My mother recently passed away. She has a couple of oil and gas leases in West Virginia. I contacted the leasing company and they told me to change title at the courthouse then call them back. I only have the leases as documentation. I would appreciate any guidance on next steps. I do not live in WVA so I’m trying to do this remotely. Thanks on advance.
NOT LEGAL ADVICE
Wow, it's hard to summarize the "next steps" in anything approaching a succinct manner. First of all, you can't just go down to a courthouse and say, "Hey, could you just change my mother's name to my name in the computer." (You CAN at the appraisal district IF you have proper documentation.)
If your mother had a Will and it was filed in a Probate Court, then send a certified copy of her Probate documents to the Company and that should be it. The person(s) who inherited her oil-and-gas interest will most likely be found somewhere within the specific wording in the Will.
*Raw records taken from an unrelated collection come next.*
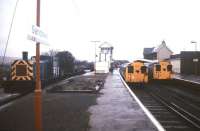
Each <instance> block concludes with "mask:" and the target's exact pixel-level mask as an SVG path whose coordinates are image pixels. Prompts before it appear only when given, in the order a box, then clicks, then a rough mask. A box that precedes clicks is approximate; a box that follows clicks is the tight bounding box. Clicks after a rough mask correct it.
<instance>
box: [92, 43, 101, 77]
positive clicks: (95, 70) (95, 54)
mask: <svg viewBox="0 0 200 131" xmlns="http://www.w3.org/2000/svg"><path fill="white" fill-rule="evenodd" d="M90 42H93V43H94V51H95V52H94V55H95V56H94V73H95V74H96V56H97V54H96V43H99V42H101V41H98V40H96V41H90Z"/></svg>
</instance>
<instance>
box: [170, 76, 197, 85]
mask: <svg viewBox="0 0 200 131" xmlns="http://www.w3.org/2000/svg"><path fill="white" fill-rule="evenodd" d="M173 78H174V79H178V80H182V81H186V82H191V83H196V84H199V85H200V76H196V75H183V74H174V75H173Z"/></svg>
If she did NOT have a Will or did have a Will but it was NOT filed in Court, then her heirs-at-law will be determined by the "laws of descent and distribution" for West Virginia. Every state has a set of these laws to determine exactly WHO will inherit property from a person who dies "intestate" (without a Will). Then, after determining who those persons are, somebody with personal knowledge about your mother's marital history and offspring could file an "Affidavit of Heirship" at the County Clerk's Office where the minerals are located to put the public on notice about exactly WHO inherited property from your mother's Estate under the West Virginia "laws of descent and distribution." After filing it, obtaining a certified copy of it, and sending THAT to the Company, that should suffice to release the funds to whoever inherited from her. However, keep in mind that if her Will ever WERE accepted by a judge for filing in a Probate Court, even if it were filed AFTER the filing of the "Affidavit of Heirship," whatever the Will says would OVERRIDE whatever the "laws of descent and distribution" and the "Affidavit of Heirship" say.
Probably your best course of action is to spend a little bit of money talking to a qualified attorney, ESPECIALLY if there is a producing well on this property.